With Cal Lee as coach, the Saint Louis Crusaders swept the 1990s; nine Prep Bowl wins and victory in the first state tournament, concluding 14 years of owning Hawaii high school football.
From 1991 to 1993, two-time All-State defensive lineman Vavae Tata was a big part of the domination. Saint Louis beat Kahuku 37-22 in the Prep Bowl his senior year. Tonight, Tata coaches the North Shore powerhouse against his alma mater and his high school coach.
"I’m glad he’s not playing. He would beat me up," deadpanned Lee, the winningest coach in Hawaii prep football history, who returned to Saint Louis last year after 12 years away and has the Crusaders at 9-1 this year. "He’s full of enthusiasm, passion."
Lee, 69, spoke from a rolling chair in the weight room attached to the new parking structure a few feet from the Saint Louis practice field. It’s plush compared to the facilities during the dynasty, but Lee claims he doesn’t have an office.
"This is it," he says. "I don’t sleep here anymore. Leave at 9, come in around 11 in the morning. It’s more delegating now."
Tata says he doesn’t have a traditional work space either. "My office?
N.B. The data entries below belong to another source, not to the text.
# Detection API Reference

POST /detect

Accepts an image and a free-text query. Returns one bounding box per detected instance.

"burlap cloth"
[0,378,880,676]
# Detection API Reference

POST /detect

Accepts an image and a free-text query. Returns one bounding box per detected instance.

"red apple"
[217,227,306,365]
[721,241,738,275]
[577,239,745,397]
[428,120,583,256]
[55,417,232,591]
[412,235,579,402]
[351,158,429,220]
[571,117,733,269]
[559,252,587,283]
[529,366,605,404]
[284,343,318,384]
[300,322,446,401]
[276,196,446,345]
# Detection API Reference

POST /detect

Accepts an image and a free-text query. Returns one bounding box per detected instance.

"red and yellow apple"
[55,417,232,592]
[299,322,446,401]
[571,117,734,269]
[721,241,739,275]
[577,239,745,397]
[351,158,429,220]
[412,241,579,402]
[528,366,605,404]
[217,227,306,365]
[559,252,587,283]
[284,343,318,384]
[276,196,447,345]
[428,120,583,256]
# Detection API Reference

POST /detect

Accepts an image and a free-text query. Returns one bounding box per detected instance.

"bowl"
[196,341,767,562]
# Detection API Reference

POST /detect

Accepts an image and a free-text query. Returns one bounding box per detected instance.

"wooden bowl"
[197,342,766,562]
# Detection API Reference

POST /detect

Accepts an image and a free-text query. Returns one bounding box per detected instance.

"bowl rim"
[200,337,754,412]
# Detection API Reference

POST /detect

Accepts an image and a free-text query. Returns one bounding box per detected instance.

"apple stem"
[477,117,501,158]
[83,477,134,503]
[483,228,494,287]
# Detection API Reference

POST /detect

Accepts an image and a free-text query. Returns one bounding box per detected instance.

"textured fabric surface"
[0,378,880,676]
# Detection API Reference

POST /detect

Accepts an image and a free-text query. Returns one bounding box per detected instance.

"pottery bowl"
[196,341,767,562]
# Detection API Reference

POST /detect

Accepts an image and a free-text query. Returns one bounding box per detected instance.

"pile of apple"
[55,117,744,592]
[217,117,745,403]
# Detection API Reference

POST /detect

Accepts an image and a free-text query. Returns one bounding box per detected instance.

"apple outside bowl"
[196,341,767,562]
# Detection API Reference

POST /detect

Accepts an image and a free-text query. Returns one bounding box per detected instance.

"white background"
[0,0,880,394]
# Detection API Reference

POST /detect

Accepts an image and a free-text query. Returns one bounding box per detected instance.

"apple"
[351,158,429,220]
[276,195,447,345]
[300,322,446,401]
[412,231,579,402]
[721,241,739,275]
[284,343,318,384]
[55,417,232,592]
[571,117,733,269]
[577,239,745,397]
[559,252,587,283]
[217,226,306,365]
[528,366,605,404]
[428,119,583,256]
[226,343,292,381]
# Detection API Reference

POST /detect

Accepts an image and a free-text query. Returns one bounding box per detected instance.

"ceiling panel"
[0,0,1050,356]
My office is 100 yards long and 53 yards wide," the first-year Kahuku coach says.
The facilities are not what Tata was used to as a player and coach at UCLA, as well as stints on the staffs at Vanderbilt and Stanford.
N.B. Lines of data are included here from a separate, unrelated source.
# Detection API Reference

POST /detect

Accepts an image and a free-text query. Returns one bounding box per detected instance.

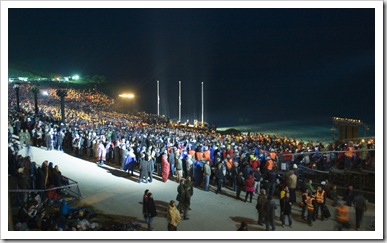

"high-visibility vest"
[266,159,273,170]
[336,205,349,222]
[316,190,325,203]
[344,146,355,158]
[306,197,314,211]
[300,192,310,207]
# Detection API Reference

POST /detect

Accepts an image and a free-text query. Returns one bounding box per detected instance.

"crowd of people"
[8,83,375,232]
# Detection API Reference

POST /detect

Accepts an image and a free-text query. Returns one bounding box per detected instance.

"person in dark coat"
[145,153,155,182]
[119,144,128,170]
[215,163,224,194]
[280,192,292,228]
[168,148,175,177]
[182,187,191,220]
[352,193,367,230]
[57,131,64,151]
[255,189,267,226]
[263,195,277,231]
[138,153,148,183]
[142,191,157,231]
[176,179,185,211]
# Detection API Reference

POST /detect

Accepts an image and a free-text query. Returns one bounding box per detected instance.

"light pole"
[13,83,20,112]
[56,89,67,124]
[31,84,39,115]
[157,80,160,116]
[178,81,181,122]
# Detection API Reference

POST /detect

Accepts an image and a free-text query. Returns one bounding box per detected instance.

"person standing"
[57,130,64,151]
[281,192,292,228]
[263,195,277,231]
[184,176,193,210]
[255,189,267,226]
[181,187,191,220]
[215,163,224,194]
[352,193,367,230]
[288,170,297,204]
[203,161,211,192]
[306,196,316,226]
[143,191,157,231]
[168,148,175,177]
[145,153,155,183]
[236,170,245,200]
[167,200,181,231]
[138,153,148,183]
[300,189,310,220]
[161,150,170,182]
[245,173,255,203]
[336,203,349,231]
[176,179,185,212]
[175,149,183,181]
[314,186,325,220]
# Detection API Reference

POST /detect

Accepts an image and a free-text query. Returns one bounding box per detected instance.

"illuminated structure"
[31,84,39,115]
[56,89,67,123]
[13,83,20,111]
[332,117,368,140]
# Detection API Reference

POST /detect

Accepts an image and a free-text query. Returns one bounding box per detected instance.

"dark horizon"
[8,8,375,126]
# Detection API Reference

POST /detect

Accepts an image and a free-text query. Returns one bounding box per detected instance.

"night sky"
[8,8,375,126]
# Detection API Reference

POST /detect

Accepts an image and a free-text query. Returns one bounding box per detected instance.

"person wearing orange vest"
[266,156,273,173]
[336,204,350,231]
[306,196,315,226]
[314,186,325,220]
[300,188,310,220]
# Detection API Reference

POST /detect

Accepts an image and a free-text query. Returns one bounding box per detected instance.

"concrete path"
[6,147,380,239]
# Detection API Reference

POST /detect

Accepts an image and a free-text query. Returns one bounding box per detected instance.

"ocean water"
[217,121,373,144]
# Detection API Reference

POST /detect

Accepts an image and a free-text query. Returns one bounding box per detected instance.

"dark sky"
[8,8,375,126]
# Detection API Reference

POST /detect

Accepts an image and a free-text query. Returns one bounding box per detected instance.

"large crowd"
[8,82,375,232]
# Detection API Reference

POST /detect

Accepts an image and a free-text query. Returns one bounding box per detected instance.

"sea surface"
[217,121,374,144]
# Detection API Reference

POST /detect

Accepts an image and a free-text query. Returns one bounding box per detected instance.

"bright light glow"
[119,94,134,99]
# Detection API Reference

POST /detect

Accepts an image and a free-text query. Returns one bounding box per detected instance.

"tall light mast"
[157,80,160,116]
[179,81,181,122]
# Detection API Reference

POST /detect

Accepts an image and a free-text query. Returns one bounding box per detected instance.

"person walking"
[215,163,224,194]
[245,173,255,203]
[336,203,350,231]
[314,186,325,220]
[184,176,193,210]
[255,189,267,226]
[203,161,211,192]
[281,192,292,228]
[161,150,170,182]
[181,187,191,220]
[176,179,185,212]
[142,191,157,231]
[138,153,148,183]
[167,200,181,231]
[352,193,367,230]
[236,170,245,200]
[263,195,277,231]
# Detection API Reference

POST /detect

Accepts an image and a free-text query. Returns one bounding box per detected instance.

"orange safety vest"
[344,147,355,158]
[306,197,314,211]
[226,158,232,170]
[188,149,196,159]
[316,190,325,203]
[336,205,349,222]
[300,193,310,207]
[270,152,277,160]
[266,159,273,170]
[203,150,211,161]
[196,151,203,161]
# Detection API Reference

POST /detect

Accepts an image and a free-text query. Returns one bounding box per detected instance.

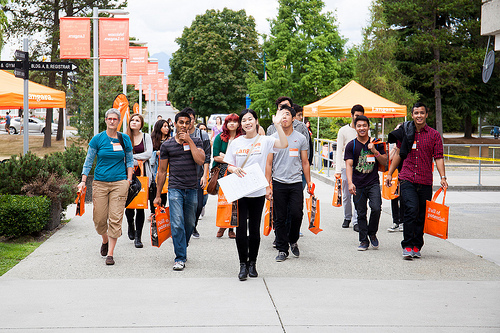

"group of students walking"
[78,97,447,280]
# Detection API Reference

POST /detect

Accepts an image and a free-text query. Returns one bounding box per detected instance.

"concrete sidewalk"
[0,176,500,332]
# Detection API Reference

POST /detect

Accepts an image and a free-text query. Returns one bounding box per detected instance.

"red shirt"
[398,124,443,185]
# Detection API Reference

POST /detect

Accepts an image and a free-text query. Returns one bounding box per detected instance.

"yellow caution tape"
[443,154,500,162]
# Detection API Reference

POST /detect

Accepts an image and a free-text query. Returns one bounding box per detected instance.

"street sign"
[14,50,28,60]
[0,61,23,70]
[30,61,78,72]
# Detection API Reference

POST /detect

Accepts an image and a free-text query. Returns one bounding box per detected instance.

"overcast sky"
[2,0,371,61]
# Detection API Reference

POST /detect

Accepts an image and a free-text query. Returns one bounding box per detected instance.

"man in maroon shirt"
[386,102,448,260]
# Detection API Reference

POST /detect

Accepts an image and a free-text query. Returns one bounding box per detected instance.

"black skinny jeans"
[236,196,266,263]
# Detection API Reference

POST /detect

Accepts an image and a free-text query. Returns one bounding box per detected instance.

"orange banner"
[99,17,129,59]
[127,47,148,75]
[59,17,90,59]
[99,59,122,76]
[113,94,130,128]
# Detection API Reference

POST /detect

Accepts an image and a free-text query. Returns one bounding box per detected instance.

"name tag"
[112,142,123,151]
[288,148,299,157]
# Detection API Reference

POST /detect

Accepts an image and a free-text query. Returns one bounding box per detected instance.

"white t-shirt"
[224,135,277,198]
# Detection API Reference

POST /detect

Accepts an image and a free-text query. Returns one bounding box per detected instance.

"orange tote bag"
[306,184,323,235]
[382,169,399,200]
[215,187,238,228]
[151,206,172,247]
[264,200,273,236]
[126,161,149,209]
[332,175,342,207]
[424,187,450,239]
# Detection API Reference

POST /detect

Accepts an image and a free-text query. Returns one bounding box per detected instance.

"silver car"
[1,117,57,134]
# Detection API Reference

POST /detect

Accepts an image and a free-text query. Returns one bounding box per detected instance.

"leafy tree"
[380,0,490,134]
[4,0,126,147]
[248,0,355,112]
[169,8,259,116]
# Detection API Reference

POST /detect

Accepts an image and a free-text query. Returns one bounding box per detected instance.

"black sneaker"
[290,243,300,258]
[276,252,287,262]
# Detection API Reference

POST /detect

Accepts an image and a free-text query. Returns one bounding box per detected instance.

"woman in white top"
[125,113,153,248]
[224,109,288,281]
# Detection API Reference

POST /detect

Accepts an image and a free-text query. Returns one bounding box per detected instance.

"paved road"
[0,175,500,332]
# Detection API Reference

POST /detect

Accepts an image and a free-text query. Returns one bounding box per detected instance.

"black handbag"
[117,132,142,207]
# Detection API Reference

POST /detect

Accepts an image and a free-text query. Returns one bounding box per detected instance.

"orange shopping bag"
[75,186,87,216]
[382,169,399,200]
[424,187,450,239]
[264,200,273,236]
[151,206,172,247]
[125,161,149,209]
[215,187,238,228]
[332,175,342,207]
[306,184,323,235]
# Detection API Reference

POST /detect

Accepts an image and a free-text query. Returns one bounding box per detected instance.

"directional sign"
[0,61,23,70]
[30,61,78,72]
[14,50,28,60]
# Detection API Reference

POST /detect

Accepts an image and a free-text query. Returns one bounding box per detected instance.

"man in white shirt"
[335,104,365,232]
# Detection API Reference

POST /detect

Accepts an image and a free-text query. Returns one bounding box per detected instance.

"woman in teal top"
[212,113,243,238]
[78,109,134,265]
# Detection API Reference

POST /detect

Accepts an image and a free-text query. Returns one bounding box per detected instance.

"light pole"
[92,7,128,135]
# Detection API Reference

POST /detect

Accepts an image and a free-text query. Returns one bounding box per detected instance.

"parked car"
[207,113,228,129]
[0,117,57,134]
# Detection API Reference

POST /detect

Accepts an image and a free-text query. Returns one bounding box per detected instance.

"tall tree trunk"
[464,112,472,139]
[434,46,443,137]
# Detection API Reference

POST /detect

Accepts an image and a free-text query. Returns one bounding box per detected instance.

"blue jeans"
[354,183,382,242]
[399,180,432,250]
[168,189,198,262]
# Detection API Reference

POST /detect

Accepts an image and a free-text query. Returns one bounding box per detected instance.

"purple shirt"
[398,124,443,185]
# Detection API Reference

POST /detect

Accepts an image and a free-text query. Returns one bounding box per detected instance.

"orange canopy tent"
[304,80,406,118]
[0,70,66,109]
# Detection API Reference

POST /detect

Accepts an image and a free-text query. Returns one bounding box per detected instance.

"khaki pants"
[92,179,130,238]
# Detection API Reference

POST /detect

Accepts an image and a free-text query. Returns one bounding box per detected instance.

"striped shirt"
[398,124,443,185]
[160,137,202,190]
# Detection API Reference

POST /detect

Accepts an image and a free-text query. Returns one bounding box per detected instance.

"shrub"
[0,195,51,237]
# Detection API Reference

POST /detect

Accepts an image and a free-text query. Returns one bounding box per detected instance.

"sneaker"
[387,223,399,232]
[358,242,370,251]
[101,242,109,258]
[174,261,186,271]
[106,256,115,265]
[290,243,300,258]
[276,252,287,262]
[411,246,422,258]
[403,247,413,260]
[368,235,378,249]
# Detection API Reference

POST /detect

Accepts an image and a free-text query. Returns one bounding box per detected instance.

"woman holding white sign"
[224,109,288,281]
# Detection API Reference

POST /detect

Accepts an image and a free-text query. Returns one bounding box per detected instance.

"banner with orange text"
[99,59,122,76]
[99,17,129,59]
[59,17,90,59]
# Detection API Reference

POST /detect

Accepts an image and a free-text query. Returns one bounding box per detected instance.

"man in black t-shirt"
[344,116,387,251]
[154,111,205,271]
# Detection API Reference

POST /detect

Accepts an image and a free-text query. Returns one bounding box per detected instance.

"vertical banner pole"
[23,38,30,155]
[92,7,99,135]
But, "football is football," he says, and he jumped at the job despite living away from Hawaii since high school graduation. "There’s so much talent here. And the families are so strong."
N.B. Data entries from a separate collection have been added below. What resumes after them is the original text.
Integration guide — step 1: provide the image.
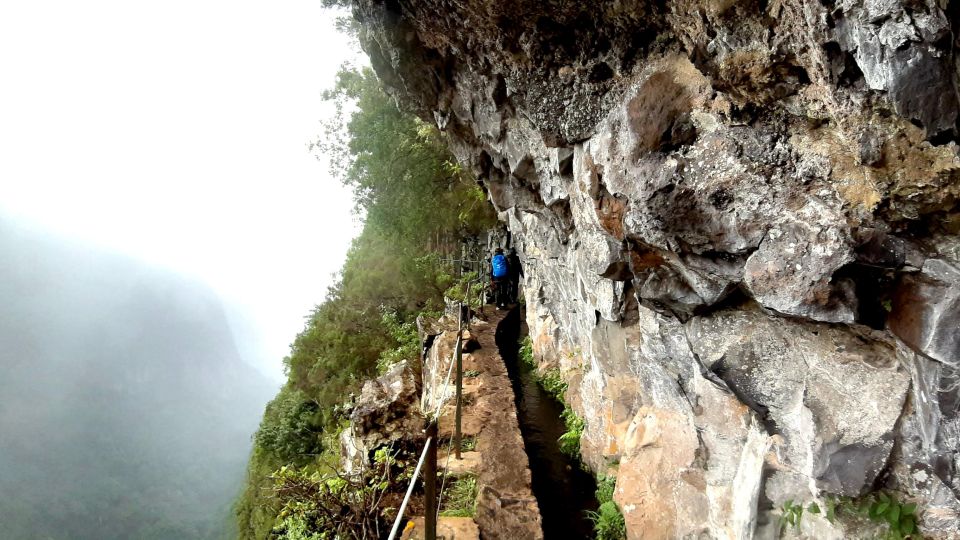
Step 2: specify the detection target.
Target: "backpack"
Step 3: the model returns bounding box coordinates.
[490,253,507,277]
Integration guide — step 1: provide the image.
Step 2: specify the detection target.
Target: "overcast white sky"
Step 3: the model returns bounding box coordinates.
[0,0,368,378]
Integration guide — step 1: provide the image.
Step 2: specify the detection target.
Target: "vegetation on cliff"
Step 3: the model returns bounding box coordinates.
[236,69,495,538]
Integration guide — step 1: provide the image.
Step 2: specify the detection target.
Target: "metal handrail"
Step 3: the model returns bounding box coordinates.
[388,437,434,540]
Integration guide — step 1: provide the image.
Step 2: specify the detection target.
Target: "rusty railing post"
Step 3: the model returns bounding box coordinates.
[453,332,463,459]
[423,419,438,540]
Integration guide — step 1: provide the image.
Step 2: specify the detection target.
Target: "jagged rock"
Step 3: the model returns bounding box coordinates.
[888,259,960,367]
[688,310,910,496]
[354,0,960,538]
[891,345,960,538]
[340,361,424,474]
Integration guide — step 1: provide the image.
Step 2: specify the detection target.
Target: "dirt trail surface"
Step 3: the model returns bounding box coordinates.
[464,306,543,540]
[403,306,543,540]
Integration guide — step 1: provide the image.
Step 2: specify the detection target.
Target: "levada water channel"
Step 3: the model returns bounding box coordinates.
[496,307,597,540]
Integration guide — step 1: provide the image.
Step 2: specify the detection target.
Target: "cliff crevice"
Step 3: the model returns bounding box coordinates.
[354,0,960,538]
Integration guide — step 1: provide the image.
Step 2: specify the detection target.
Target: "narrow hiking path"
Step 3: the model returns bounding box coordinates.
[497,307,598,540]
[404,306,543,540]
[404,306,597,540]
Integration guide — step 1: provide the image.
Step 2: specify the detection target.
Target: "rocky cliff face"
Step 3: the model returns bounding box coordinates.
[354,0,960,538]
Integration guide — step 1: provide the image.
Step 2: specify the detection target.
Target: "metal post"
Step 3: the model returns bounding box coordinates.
[453,331,463,459]
[423,419,437,540]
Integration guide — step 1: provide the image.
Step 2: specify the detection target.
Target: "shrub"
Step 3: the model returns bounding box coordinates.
[440,475,477,517]
[519,336,537,369]
[537,368,567,403]
[587,476,627,540]
[560,407,584,459]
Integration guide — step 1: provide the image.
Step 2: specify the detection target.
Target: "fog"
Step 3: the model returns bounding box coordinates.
[0,220,276,539]
[0,0,360,539]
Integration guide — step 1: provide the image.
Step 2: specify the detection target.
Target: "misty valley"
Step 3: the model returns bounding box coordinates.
[0,220,276,539]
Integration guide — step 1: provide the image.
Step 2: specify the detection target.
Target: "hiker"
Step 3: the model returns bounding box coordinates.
[507,248,523,304]
[490,248,509,309]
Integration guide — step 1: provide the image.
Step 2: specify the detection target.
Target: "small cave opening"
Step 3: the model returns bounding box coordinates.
[496,306,599,540]
[587,62,613,84]
[833,262,896,330]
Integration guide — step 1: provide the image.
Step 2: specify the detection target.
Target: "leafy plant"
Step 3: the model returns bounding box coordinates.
[272,448,409,540]
[377,309,420,375]
[443,272,485,309]
[825,491,922,540]
[518,336,537,369]
[779,499,803,535]
[780,491,922,540]
[440,474,477,517]
[559,407,585,459]
[537,368,567,402]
He made changes, he made cuts. "I told (the players) every day is (a job) interview. And effort is the price of admission."
He overhauled the staff, the biggest addition being Saint Louis All-State quarterback and former head coach John Hao. "Whenever you take over a program you need to surround yourself with people you trust."
He’s won over the doubters, never in short supply among the Kahuku fan base. "After a while they realized, ‘Hey, this guy knows his stuff.’ Winning solves everything."
Kahuku is 12-0, featuring a stifling defense. The offense is simple, but overpowering. "We model it after Stanford," says Tata, who considers Cardinal coach David Shaw a major influence.
Tata is a meticulous grinder, like Lee. What else has he learned from him?
"Always finding ways to put our students first. We’re teachers first, coaches second," says Tata, the first of Lee’s former players to meet him in a game as an opposing head coach. "Whenever you go up against the best, it’s always a great opportunity. But being that he coached me in high school, it adds a little sprinkle. At the end of the day, it’s the players who win the game. The coaches lose the game."
Sounds like something Lee would say. He doesn’t live at Saint Louis like the old days, but he still has that August-to-November look of concern.
Tata says he’s having fun. Lee says the weight is heavy.
Despite all his achievements, he has no feeling of playing with house money. It goes unsaid, but losing to a protege would be hard to accept.
"The pressure is still there," Cal Lee says from the rolling chair in the room full of weights. "It’s all about winning. Pressure’s part of the game."